What is AI Literacy?

10. Dec

Claus Pias, Simon Roloff (Leuphana) Stefan Ullrich (Weizenbaum-Institut Berlin) and Dan Verständig (Bielefeld University)

Recent efforts to impart competencies and skills in relation to artificial intelligence, which also affect the restructuring of Leuphana’s course offer, are often subsumed under the term of “AI literacy”. We ask – particularly from a cultural and media studies perspective – which implications come with this educational concept; given that the term of ‘literacy’, i.e. the ability to read and write, is burdened with its own history and is now positioned in the frame of an urgent demand directed at the subject cultures in non-technical disciplines. But who decides which competencies and skills are relevant in relation to AI and what shape the practice of a technically oriented transfer of knowledge should take? The panel brings together perspectives from computer science, educational science, and media studies, to fathom the opportunities and limitations of an AI-supported education and to define the role of the university within this digital transformation.
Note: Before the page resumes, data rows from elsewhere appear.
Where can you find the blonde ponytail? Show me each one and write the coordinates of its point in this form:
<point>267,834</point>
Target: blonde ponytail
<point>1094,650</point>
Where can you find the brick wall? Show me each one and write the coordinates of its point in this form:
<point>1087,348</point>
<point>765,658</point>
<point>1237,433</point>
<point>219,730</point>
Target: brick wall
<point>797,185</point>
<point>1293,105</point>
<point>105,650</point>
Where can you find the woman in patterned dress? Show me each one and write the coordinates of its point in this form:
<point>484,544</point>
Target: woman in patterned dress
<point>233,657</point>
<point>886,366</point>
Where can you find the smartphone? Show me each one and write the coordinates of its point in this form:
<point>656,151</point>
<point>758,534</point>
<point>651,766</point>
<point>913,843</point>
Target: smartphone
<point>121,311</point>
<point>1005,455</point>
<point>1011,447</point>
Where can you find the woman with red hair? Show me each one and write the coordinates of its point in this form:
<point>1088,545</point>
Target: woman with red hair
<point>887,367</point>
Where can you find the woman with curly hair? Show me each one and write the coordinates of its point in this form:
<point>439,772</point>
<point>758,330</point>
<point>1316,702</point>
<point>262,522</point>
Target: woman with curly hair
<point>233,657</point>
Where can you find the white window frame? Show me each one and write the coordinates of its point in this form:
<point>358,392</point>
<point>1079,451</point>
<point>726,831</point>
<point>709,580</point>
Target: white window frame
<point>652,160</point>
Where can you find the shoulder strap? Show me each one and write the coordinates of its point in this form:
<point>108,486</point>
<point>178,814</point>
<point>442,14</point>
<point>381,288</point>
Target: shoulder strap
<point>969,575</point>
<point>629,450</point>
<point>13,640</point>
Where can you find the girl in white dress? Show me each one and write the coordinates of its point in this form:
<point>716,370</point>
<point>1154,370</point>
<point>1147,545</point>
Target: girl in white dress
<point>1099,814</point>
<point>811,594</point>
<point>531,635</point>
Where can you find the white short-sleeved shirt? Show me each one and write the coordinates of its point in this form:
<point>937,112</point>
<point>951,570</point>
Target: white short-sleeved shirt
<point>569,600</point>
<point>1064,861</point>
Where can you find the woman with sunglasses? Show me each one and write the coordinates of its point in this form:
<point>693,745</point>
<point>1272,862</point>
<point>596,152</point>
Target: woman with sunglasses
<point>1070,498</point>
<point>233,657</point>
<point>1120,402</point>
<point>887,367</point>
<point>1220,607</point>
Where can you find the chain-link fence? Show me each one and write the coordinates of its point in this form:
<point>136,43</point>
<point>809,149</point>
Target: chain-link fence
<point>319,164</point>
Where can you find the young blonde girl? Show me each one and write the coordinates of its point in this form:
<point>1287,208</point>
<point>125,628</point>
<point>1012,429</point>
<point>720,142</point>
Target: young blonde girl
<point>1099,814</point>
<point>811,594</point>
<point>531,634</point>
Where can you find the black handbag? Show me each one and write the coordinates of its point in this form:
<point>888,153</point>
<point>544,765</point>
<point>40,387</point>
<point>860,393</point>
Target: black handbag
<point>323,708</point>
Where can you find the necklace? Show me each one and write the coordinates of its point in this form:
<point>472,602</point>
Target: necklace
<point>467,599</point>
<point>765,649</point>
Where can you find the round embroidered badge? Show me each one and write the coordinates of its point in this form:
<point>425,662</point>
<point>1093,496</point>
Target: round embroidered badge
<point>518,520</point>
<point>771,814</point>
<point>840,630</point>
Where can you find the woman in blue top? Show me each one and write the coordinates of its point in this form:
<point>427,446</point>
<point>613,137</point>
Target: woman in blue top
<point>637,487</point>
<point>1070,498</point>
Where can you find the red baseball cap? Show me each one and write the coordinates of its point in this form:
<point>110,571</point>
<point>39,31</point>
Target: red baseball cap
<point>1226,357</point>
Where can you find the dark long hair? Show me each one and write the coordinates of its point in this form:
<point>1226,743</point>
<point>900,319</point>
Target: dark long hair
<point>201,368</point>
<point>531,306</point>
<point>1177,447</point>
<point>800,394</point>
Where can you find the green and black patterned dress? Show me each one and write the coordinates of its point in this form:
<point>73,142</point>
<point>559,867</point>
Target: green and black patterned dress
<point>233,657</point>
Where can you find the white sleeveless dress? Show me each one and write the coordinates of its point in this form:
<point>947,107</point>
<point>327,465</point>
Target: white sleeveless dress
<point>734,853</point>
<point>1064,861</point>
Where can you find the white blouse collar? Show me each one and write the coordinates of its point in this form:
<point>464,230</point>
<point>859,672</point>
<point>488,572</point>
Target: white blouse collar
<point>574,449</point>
Dan Verständig is a researcher and teacher of media education. He focuses on learning and educational processes that are located within the horizon of digitality. More precisely, he examines pedagogical fields of action, taking into account social inequality as well as creative practices in dealing with the digital. The research is thus located at the intersection of educational and media theory as well as algorithm research.

Stefan Ullrich is computer scientist and philosopher and critically examines the impact of ubiquitous information technology systems on society. Until 2022, he was a research group leader at the Weizenbaum Institute. Currently, he works in the AI Ideas Workshop for Environmental Protection of the BMUV. He is is co-chair of the Commission for Ethics in Research at the TU Berlin, he is a member of the Commission of Experts for the Third Equality Report of the Federal Government and deputy spokesperson of the specialist group “Informatics and Ethics” of the German Informatics Society (GI e.V.). 

Simon Roloff works on historical contemporary media technologies and their effects on cultural practice. In particular, he focuses on philologies of computer code and artificial intelligence. He was junior professor at the University of Hildesheim and research assistant at the ICAM at Leuphana University Lüneburg. He is currently supporting the submission of an application for the structural development of the “Leuphana AI Campus (LAICA)”.

Claus Pias works on the history of (digital) media and the knowledge and cultural history of digitization. He was director of the DFG research group on “Media Cultures of Computer Simulation” and co-founder of the “Center for Digital Cultures” at Leuphana University Lüneburg.